Diante da falta de recebimento dos recursos, as creches
comunitárias estão em situação de grave crise financeira, com débitos e
processos trabalhistas por falta de pagamentos de profissionais especializados,
que foram contratados para atender requisitos municipais de profissionalização
da educação infantil.
Por conta disto, muitas creches comunitárias estão fechando
as portas e muitas outras visualizam o mesmo destino caso não consigam reverter
esta situação de crise financeira.
Pois então, se são as creches comunitárias que atendem a
maioria das crianças nas periferias de Salvador, devido à falta de vagas nas
creches públicas, o que acontecerá com as famílias e crianças nas periferias se
em breve forem forçadas a fechar suas portas? Diante disto, qual é a política de garantia de
direitos das crianças e de consolidação da política de creches que a sociedade
civil precisa e qual a política que a atual gestão municipal pretende executar?
O papel social das creches comunitárias é incontestável, pois
é através destas que as famílias nas periferias, que não acham vagas nas raras
creches públicas existentes, conseguem assegurar o direito de suas crianças à
educação infantil, e conseguir exercer seu direito de trabalhar e/ou estudar.
Mais uma vez a comunidade, com muito esforço pessoal e
sacrifício acabam por absorver a responsabilidade que é do Município e do
Estado, de garantir o direito à creche e pré-escola de crianças de 0 a 5 anos e
o direito ao trabalho de mães e pais de família. A creche pública é uma
ferramenta de poder para as famílias, pais e principalmente das mulheres nas
periferias.
Como não existe vagas nas creches públicas, e também não estão sendo construídas creches públicas nas periferias, apesar da existência do programa do Governo Federal PROINFÂNCIA, que repassa verbas aos municípios para a construção de creches, as famílias são impelidas e obrigadas a deixar estas crianças expostas a todo
tipo de violência, em suas próprias casas ou nas ruas. Pois, para estas
famílias não existe alternativa para a sobrevivência, a não ser recorrer a meninas
e meninos, irmãos e irmãs mais velhos para responsabilizar-se e cuidar de outras
meninas e meninos, ou ter familiares idosos assumindo a responsabilidade de
Pais e Mães, da Sociedade, do Município e do Estado.
Sem o investimento político e de gestão municipal eficiente necessária
para a construção de creches pelo PROINFÂNCIA é impossível ter ampliação
do número de creches públicas nas periferias de Salvador.

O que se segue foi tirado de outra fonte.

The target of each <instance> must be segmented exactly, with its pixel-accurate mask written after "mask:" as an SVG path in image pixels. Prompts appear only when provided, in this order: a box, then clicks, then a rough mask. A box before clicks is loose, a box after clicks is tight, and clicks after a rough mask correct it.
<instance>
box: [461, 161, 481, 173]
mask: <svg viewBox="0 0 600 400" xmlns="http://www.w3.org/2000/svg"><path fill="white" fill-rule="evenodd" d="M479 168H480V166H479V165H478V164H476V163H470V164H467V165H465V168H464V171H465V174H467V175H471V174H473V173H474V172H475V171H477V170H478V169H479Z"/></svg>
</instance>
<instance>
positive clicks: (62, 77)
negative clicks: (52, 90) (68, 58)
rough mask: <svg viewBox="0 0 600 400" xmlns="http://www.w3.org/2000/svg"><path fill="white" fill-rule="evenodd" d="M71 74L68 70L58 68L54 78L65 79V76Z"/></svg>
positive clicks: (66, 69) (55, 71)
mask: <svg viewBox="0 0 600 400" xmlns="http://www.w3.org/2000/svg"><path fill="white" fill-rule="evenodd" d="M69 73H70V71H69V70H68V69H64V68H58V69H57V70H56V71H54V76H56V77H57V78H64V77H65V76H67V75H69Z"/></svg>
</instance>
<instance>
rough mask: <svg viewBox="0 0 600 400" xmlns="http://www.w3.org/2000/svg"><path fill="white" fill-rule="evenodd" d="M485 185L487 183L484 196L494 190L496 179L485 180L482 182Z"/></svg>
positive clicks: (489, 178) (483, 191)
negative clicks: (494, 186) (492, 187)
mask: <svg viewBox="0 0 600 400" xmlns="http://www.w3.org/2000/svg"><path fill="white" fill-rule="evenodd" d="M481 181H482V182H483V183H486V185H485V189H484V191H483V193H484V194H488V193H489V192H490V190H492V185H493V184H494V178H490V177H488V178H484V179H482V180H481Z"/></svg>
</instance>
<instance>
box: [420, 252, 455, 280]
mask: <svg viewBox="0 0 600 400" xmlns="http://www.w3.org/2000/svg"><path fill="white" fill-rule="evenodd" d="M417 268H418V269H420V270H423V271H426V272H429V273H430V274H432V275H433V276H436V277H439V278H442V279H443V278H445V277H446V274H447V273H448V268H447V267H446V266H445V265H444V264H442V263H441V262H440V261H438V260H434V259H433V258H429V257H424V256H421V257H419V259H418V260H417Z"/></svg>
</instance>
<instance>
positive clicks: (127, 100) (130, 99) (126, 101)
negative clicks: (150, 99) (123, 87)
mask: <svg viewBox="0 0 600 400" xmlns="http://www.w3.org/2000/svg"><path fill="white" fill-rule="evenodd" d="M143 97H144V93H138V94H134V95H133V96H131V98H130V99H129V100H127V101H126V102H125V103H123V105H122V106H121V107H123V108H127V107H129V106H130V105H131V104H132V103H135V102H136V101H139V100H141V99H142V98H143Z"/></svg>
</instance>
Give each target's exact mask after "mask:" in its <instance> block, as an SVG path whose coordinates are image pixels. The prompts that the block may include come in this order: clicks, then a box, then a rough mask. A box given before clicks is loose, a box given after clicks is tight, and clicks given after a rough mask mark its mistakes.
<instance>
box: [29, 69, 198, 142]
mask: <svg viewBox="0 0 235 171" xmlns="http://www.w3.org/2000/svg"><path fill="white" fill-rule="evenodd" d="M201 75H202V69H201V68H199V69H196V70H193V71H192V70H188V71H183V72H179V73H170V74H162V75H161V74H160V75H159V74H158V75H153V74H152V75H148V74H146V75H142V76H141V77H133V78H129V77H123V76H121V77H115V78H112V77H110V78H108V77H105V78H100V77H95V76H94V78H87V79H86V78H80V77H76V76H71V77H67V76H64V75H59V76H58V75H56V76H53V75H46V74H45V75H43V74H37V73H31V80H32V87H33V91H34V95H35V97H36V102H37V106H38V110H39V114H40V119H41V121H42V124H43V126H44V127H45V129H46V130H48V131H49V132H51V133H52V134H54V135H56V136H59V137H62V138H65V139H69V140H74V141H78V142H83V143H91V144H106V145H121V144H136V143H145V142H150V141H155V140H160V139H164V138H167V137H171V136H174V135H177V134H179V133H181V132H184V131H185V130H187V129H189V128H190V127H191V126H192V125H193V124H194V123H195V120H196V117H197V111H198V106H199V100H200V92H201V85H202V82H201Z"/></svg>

Sem os recursos do
FUNDEB, e sem o apoio político, financeiro e uma gestão eficiente das
Secretarias Municipais de Educação é impossível que as creches
comunitárias assegurem um serviço de qualidade para as crianças cujas famílias
vêm sendo historicamente excluídas dos direitos mais elementares de cidadania.
Nós somos mulheres e homens, negra/os em sua maioria,
branca/os, profissionais, ativistas, profissionais, educadoras, organizadas! Estamos
sempre assumindo a responsabilidade de cuidar de crianças pequenas, em casa,
nas creches, nas escolas, nas residências das patroas, e ainda de exercer nosso
papel de defensores de seus direitos e lutar para que tenham seus direitos
atendidos.
Nós mulheres e homens profissionais da educação infantil,
tiramos algumas crianças da negligência estatal e municipal, do abandono
social, da falta de higiene e saúde, nos mobilizamos, conquistamos e
organizamos espaços destinados a acolhê-las: uma casa, um barraco, um salão da
igreja ou da associação de moradores. Nosso compromisso com as crianças nos
levou à escolas e até à universidade, buscando uma formação que nos torne
capazes de contribuir para o desenvolvimento integral de nossas crianças, e
agora queremos ocupar os espaços públicos de poder, também para lutar pela
construção de um país com mais justiça social, lutar por uma reparação
histórica que deve começar com a garantia do direito a uma educação de
qualidade desde a infância, passando pela adolescência e idade adulta.
O município de Salvador, precisa pagar seus débitos que há
séculos perduram com a população negra e das periferias. Crianças que não têm
seus direitos básicos atendidos, jovens negros sem direito à educação sendo
exterminados todos os dias.
Nas periferias, na cidade de salvador, nós crianças, jovens,
mulheres e homens, e nossos ancestrais, 125 anos depois ainda vivemos uma falsa
abolição, temos tido direitos violados desde que nascemos. A SITUAÇÃO DE ABANDONO E MALTRATO DAS CRIANÇAS EM SALVADOR É MUITO GRAVE!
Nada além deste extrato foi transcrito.